CS 315: Principles of Database Systems

Units: 3-0-0-9
Pre-requisites: ESC101, CS210, CS330

Course Contents:

  1. Introduction: Database applications, purpose, accessing and modifying databases, need for transactions, architecture - users and administrators, data mining, information retrieval. iRelational Databases: relational model, database schema, keys, relational query languages, algebra, tuple and domain calculus example queries, (optional: equivalence of relational calculus and relational algebra).

  2. SQL: Data definition, basic SQL query structure, set operations, nested subqueries, aggregation, null values, database modification, join expressions, views.

  3. Database Design: E-R model, E-R diagram, reduction to relational schema, E-R design issues, database integrity, specifying integrity constraints in SQL: unique columns, foreign key, triggers.

  4. Relational Database Design: features of good design, Functional Dependency theory, decomposition using functional dependency and normal forms, algorithms for decomposition, normal forms, (optional: multi-valued dependency and 4th normal form).

  5. Storage and File structure: Overview of secondary storage, RAID and flash storage. Storing tables: row-wise, column database, database buffer. Indexing: concepts, clustered and non-clustered indices, B+-tree indices, multiple key access, hashed files, linear hash files, bitmap indices, Index definition in SQL, ++R-trees.

  6. Query Processing: Overview, measures of query cost, selection, sorting, join processing algorithms-nested loops, merge-sort, hash join, aggregation.

  7. Query Optimization: purpose, transformation of relational expressions, estimating cost and statistics of expression, choosing evaluation plans, linear and bushy plans, dynamic programming algorithms.

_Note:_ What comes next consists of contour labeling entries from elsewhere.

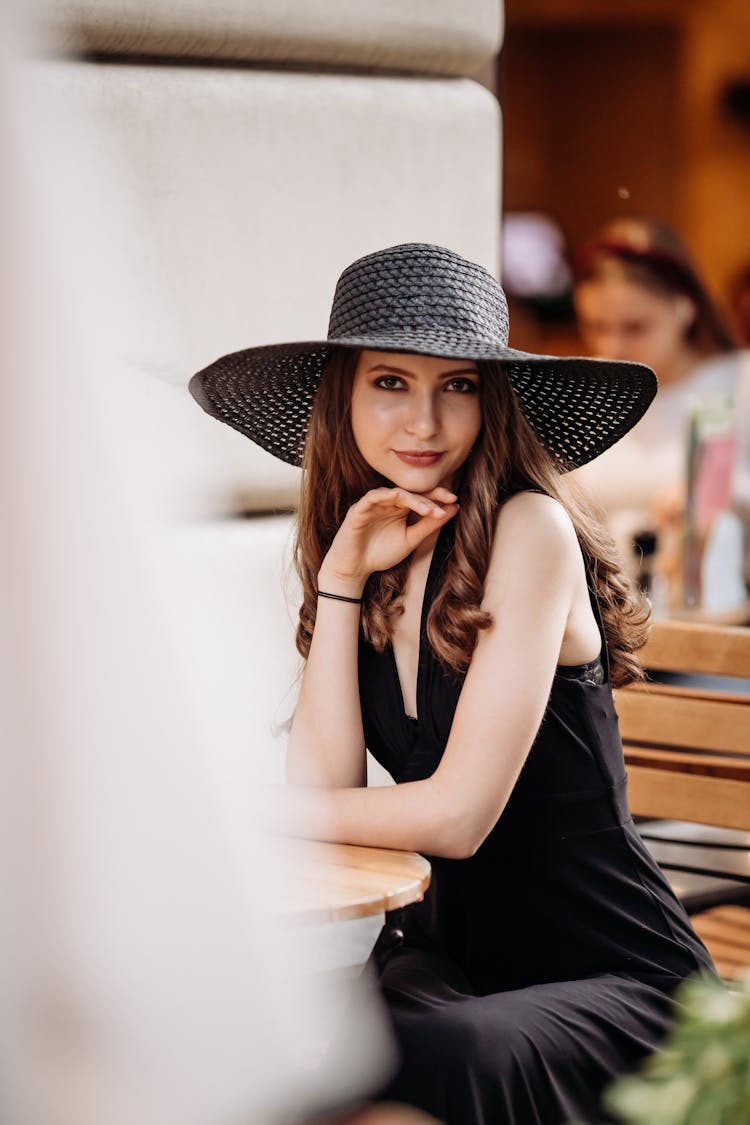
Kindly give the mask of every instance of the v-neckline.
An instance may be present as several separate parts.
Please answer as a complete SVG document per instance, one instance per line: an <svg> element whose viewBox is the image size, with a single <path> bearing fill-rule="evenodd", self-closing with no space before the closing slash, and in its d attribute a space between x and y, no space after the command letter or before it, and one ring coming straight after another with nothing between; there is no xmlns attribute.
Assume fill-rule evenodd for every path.
<svg viewBox="0 0 750 1125"><path fill-rule="evenodd" d="M406 704L404 703L404 688L401 686L401 680L398 674L398 664L396 663L396 651L394 649L392 640L389 641L388 644L388 651L390 655L390 667L394 675L394 683L396 685L397 698L400 701L400 713L404 716L405 719L409 720L409 722L414 724L419 722L419 714L422 712L422 680L423 680L424 664L426 659L425 646L427 644L427 636L426 636L427 613L430 612L430 604L431 604L431 601L428 600L428 594L435 578L435 572L440 561L441 541L443 539L443 533L448 525L449 525L448 523L444 523L443 526L437 532L437 539L435 540L435 546L432 549L430 566L427 567L427 577L425 578L425 586L422 594L422 606L419 610L419 638L417 642L417 681L414 687L414 700L417 710L416 714L409 714L408 711L406 710Z"/></svg>

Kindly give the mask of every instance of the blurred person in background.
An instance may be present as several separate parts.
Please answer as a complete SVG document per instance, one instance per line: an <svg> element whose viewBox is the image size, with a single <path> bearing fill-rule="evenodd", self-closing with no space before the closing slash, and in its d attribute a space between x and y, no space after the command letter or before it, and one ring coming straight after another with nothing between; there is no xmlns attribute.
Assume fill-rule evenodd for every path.
<svg viewBox="0 0 750 1125"><path fill-rule="evenodd" d="M606 224L576 253L573 285L587 351L647 363L659 379L645 417L576 474L634 562L634 537L652 537L653 548L683 516L690 405L734 397L749 357L737 348L687 250L662 223Z"/></svg>

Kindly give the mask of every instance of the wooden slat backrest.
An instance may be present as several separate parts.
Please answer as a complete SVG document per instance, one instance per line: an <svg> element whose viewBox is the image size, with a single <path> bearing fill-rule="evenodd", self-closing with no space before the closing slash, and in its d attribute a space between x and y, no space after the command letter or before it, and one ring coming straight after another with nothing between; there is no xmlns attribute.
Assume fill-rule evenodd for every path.
<svg viewBox="0 0 750 1125"><path fill-rule="evenodd" d="M750 680L750 629L656 621L649 669ZM750 694L658 683L616 693L634 813L750 830Z"/></svg>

  8. Transactions: Concept and purpose, ACID properties and their necessity, transactions in SQL. Problems with full isolation and levels of isolation.

  9. Concurrency Control: lock-based protocols, 2-phase locking, deadlock handling, multiple granularity, timestamp based protocols, index locking, (optional: validation protocols, multi-version protocols, snap shot isolation, predicate locking, concurrency control for index structures).

  10. Recovery: Failures and their classification, recovery and atomicity, recovery algorithms, Undo-Redo with write ahead logging, no Undo no Redo and other combinations, buffer management, (optional: ARIES recovery).

Optional/Advanced topics below covered at the discretion of instructor

  1. Parallel Databases: Avenues for parallelism: I/O parallelism, interquery, inter-query and intra operation parallelism, databases for multi-core machines.

  2. Distributed Databases: Distributed data storage, distributed transactions, commit protocols, concurrency control in distributed databases, heterogeneous and cloud-based databases.

  3. Data Mining: Decision Support Systems, data warehousing, mining, classification, association rules, clustering

  4. Information Retrieval: relevance ranking using terms and hyperlinks,page rank, indexing of documents, measuring retrieval effectiveness.

  5. XML and semi-structured data: necessity, XML document schema, querying: XPath and XQuery languages, applications.

Books and References:

  1. H Garcia-Molina, JD Ullman and Widom, Database Systems: The Complete Book,2nd Ed., Prentice-Hall, 2008.
  2. A Silberschatz, H Korth and S Sudarshan, Database System Concepts, 6th Ed., McGraw-Hill, 2010.
  3. R Elmasri, S Navathe, Fundamentals of Database Systems, 6th edition, Addison-Wesley, 2010.
  4. R Ramakrishnan, J Gehrke, Database Management Systems, 3rd Ed., McGraw-Hill, 2002.